Quando Roma assumiu o controlo direto da Judeia, um fariseu rabino conhecido como Judas da Galileia tinha criado um grupo revolucionário altamente militante, os Zelotas. Não eram, estritamente falando, uma seita como eram os Fariseus e os Essénios. Eram um movimento, com filiados de várias seitas.
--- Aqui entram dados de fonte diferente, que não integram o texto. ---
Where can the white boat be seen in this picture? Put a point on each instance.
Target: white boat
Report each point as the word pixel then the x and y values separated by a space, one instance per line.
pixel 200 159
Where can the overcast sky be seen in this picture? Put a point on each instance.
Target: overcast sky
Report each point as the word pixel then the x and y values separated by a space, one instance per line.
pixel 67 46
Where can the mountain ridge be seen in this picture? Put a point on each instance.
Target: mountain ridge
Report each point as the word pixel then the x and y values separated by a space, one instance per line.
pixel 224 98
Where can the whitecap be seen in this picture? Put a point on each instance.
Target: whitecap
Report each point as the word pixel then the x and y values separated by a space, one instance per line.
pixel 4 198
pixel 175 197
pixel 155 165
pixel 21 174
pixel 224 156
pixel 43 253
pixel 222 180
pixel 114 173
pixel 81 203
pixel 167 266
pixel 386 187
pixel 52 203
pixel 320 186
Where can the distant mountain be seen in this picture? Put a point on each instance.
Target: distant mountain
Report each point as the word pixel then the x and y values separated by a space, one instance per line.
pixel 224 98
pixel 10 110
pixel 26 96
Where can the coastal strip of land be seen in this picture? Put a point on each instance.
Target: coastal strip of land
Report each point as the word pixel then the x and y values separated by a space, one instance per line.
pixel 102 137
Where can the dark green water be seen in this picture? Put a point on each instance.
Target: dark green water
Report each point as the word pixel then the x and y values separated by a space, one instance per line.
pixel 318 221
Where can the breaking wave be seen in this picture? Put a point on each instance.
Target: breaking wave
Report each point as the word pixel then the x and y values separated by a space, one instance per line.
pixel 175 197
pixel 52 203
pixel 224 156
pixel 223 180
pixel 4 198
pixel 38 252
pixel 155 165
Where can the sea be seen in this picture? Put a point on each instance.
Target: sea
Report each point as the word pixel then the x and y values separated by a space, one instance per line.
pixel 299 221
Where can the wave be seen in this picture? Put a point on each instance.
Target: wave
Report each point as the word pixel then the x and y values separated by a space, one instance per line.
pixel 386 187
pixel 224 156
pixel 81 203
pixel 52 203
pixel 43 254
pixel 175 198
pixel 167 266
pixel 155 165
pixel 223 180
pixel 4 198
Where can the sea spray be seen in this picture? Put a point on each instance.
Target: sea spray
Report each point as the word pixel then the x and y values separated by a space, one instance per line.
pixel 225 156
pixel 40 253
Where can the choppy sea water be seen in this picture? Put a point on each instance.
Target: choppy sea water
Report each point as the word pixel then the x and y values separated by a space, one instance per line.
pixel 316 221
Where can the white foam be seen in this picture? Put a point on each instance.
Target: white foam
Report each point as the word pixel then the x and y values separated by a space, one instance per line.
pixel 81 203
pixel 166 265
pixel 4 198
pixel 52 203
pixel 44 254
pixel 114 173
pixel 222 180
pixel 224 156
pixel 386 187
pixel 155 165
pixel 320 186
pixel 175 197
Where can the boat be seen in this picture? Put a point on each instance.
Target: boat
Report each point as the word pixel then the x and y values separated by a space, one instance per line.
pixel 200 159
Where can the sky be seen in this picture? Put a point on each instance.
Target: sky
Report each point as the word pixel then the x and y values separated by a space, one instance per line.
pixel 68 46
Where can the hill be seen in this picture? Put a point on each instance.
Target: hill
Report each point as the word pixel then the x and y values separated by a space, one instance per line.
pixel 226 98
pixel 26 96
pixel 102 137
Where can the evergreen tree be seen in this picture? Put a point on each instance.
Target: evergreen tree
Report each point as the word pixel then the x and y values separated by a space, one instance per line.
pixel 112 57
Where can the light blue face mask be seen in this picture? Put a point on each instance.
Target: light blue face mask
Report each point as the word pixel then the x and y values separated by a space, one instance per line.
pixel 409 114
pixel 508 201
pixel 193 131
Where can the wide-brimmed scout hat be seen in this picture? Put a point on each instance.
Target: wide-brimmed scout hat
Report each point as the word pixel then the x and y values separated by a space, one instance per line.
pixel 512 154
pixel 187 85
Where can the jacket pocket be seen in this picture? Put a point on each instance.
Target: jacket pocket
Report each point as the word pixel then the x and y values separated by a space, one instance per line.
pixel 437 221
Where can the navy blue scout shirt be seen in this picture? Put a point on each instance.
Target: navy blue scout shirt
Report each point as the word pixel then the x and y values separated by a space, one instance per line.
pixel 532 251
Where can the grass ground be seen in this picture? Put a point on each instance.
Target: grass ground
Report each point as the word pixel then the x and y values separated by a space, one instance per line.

À medida que aumentava a opressão romana sobre os judeus, crescia a insatisfação, que se manifestava por revoltas esporádicas, até que rompeu uma revolta total, em 66 d.C. 
Por volta de 44 d.C., as atividades tinham-se intensificado de tal modo que algum tipo de luta armada já parecia inevitável. Mas foi em 66 d.C. que a luta irrompeu. Toda a Judeia se levantou em revolta organizada contra Roma. Foi um conflito desesperado, tenaz, mas inútil. Vinte mil judeus foram massacrados pelos romanos só em Cesareia. Em quatro anos as legiões romanas ocuparam Jerusalém, arrasando a cidade, saqueando e destruindo o Templo. Entretanto, a fortaleza montanhosa de Massada resistiu por mais três anos, comandada por um descendente de Judas da GalileiaAs legiões romanas lideradas pelo general Tito, superiores em número e armamento, conquistaram a Judeia e arrasaram a cidade de Jerusalém e o Templo, corria o ano 70 da nossa era. 

No entanto, a resistência em Massada, só havia sido exterminada em 73. Apenas por um breve período em 132 a soberania judaica se fez sentir a seguir a uma revolta liderada por Simão Barcoquebas. Mas logo a seguir, no tempo de Adriano, Jerusalém e a Judeia foram reconquistadas. Adriano decidiu mudar os nomes, passando a Judeia a ser Palestina, e Jerusalém passou a ser chamada Élia Capitolina. Grande parte da população foi massacrada e os sobreviventes tiveram então que partir definitivamente, que veio a ser conhecida por diáspora.

Foi neste enquadramento que os Evangelhos surgiram, uma realidade de opressão, descontentamento cívico e social, ansiedade política, perseguições incessantes e rebeliões intermitentes. Em relação à liberdade política, tais aspirações foram brutalmente extintas pela guerra devastadora que ocorreu entre 66-74. Contudo, quando transpostas para a forma religiosa, o cenário entra numa outra dimensão. Realmente, a revolta de 66 foi instigada em grande parte pela agitação e propaganda feita pelos Zelotas em nome de um Messias cujo advento seria iminente. O termo Messias, então, não significava divino. Estritamente definido, significava simplesmente um rei abençoado; e, na mentalidade popular, veio a significar um rei abençoado que seria também um libertador. Em outras palavras, era um termo de conotação especificamente política, algo bem diferente da ideia cristã posterior de um "filho de Deus". Este termo, essencialmente mundano, foi usado para Jesus, chamado "Jesus, o Messias" ou - traduzido para o grego "Jesus, o Cristo". Só mais tarde é que esta designação se contraiu para "Jesus Cristo", e um título puramente funcional se distorceu em um nome próprio.

A região da Galileia era, presumivelmente, o lar de Jesus durante pelo menos 30 anos de sua vida. Os três primeiros Evangelhos do Novo Testamento são principalmente um relato do ministério público de Jesus na província, particularmente nas cidades de Nazaré e Cafarnaum. A Galileia é também citada como o lugar onde Jesus curou um homem cego.

Ao adotar o Cristianismo como religião oficial do império, Roma dispensou especial proteção ao território que a partir de então começou a ser chamado de "Terra Santa". A cidade de Jerusalém voltou a florescer e transformou-se num importante centro de peregrinação, ao qual afluíam peregrinos de todas as regiões do império. Construíram-se basílicas notáveis e a cidade foi embelezada pelos imperadores bizantinos. Após a divisão do Império - em Romano do Ocidente e Romano do Oriente, a Palestina ficou sob jurisdição de Bizâncio (Constantinopla). Em 611 dá-se a invasão dos Sassânidas, que ao fim de três anos acabaram por conquistar Jerusalém. Todos os templos foram destruídos. O imperador bizantino Heráclio, em 628, voltou a recuperar a Terra Santa.